Ruby type conversion
Let’s talk about type conversion in Ruby.
First, we’re going to need some definitions:
type
the kind of object the program is currently dealing with. In Ruby this usually breaks down to the class of the object (e.g.,String
orInteger
).type conversion
the process of converting an object from one type to another type. Type conversion is an umbrella term, encapsulating both implicit and explicit type conversion.type coercion
this is the term used for implicit type conversion. The definition of this term in the context of Ruby is relatively up for debate, but I’m going to define it as either (a) a method converting an argument or (b) the syntax of the Ruby language converting an object.type casting
this is the term used for explicit type conversion. Ruby doesn’t necessarily have “casting” in the traditional sense (like C) but instead has methods used to represent explicit type conversions like#to_s
or#to_i
.interface
a set of methods that an object understands. These methods can be defined pretty much anywhere as long as the object knows where to find them (e.g., the class of the object, a module that is included in the object, the singleton class of the object, any active refinements, etc.).

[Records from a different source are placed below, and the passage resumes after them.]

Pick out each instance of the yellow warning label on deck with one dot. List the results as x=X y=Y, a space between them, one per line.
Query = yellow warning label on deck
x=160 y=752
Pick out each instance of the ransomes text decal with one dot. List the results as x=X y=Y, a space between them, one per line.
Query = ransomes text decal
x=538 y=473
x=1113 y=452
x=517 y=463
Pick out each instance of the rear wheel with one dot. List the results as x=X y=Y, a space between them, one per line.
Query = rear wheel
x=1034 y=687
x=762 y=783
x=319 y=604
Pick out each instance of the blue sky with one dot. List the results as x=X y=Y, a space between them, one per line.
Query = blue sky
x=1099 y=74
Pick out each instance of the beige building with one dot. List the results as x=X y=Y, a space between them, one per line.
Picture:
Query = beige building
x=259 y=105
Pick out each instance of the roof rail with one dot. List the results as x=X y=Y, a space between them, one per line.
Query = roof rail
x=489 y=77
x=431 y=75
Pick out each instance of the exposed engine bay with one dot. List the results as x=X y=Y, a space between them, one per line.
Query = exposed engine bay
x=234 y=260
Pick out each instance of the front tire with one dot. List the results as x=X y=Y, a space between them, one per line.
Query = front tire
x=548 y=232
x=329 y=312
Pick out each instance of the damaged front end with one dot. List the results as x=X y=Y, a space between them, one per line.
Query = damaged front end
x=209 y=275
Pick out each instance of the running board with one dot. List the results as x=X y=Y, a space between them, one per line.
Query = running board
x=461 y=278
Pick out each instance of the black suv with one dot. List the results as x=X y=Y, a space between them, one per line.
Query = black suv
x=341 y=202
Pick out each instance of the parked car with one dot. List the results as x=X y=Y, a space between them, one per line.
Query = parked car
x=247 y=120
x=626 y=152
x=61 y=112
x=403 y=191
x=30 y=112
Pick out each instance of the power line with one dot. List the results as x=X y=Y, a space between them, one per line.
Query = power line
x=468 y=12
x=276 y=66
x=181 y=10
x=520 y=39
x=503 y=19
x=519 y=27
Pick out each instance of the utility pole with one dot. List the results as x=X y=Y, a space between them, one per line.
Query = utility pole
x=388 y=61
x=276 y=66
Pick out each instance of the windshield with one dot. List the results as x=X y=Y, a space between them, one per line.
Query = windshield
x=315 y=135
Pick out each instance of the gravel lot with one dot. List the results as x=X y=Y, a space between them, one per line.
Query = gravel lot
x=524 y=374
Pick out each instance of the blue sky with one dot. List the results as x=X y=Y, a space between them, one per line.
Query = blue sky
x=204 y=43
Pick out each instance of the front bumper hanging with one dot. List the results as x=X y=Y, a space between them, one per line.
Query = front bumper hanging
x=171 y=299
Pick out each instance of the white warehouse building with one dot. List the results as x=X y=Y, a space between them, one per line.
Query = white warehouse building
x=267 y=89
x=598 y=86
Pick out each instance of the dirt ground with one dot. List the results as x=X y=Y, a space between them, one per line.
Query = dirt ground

With these definitions in mind, we can define the term “dynamically-typed”. Ruby is considered a dynamically-typed language because the types of the objects that are live during the execution of a Ruby program are not known at compile time, they are only known at run time. It follows that any method can receive any type of object for any argument. When a method receives an argument of a type that it doesn’t expect, it can do one of three things:
- raise an error implicitly - effectively analogous to praying you get the right types
- raise an error explicitly - something like
raise ArgumentError unless value.is_a?(String)
- convert the type of the object - by calling a type conversion method like
#to_str
By far the worst option is the first one, as it’s abdicating responsibility to the next developer. The second option is somewhat better, it in that it enforces the expected type. The issue with the second one is that it’s enforcing the nominal type (the class) as opposed to the structural type (the interface). It precludes the possibility that the object could be converted into the desired type, and instead halts execution.
The third option is the subject of this blog post. Ruby is rife with examples of this kind of type conversion, especially within the standard library. This pattern has propagated into other popular Ruby projects, including Ruby on Rails. To start out, let’s look at some examples.
Type coercion in a method
Let’s look at Array#flatten
. For those unfamiliar, #flatten
is a method on Array
that concatentates together internal arrays into a single array. For example:
[1, [2, 3], [4], [5, [6, [7]]]].flatten
# => [1, 2, 3, 4, 5, 6, 7]
It also accepts as an argument the “level” of flattening (i.e., the number of times it should recursively flatten). That looks like:
[1, [2, 3], [4], [5, [6, [7]]]].flatten(2)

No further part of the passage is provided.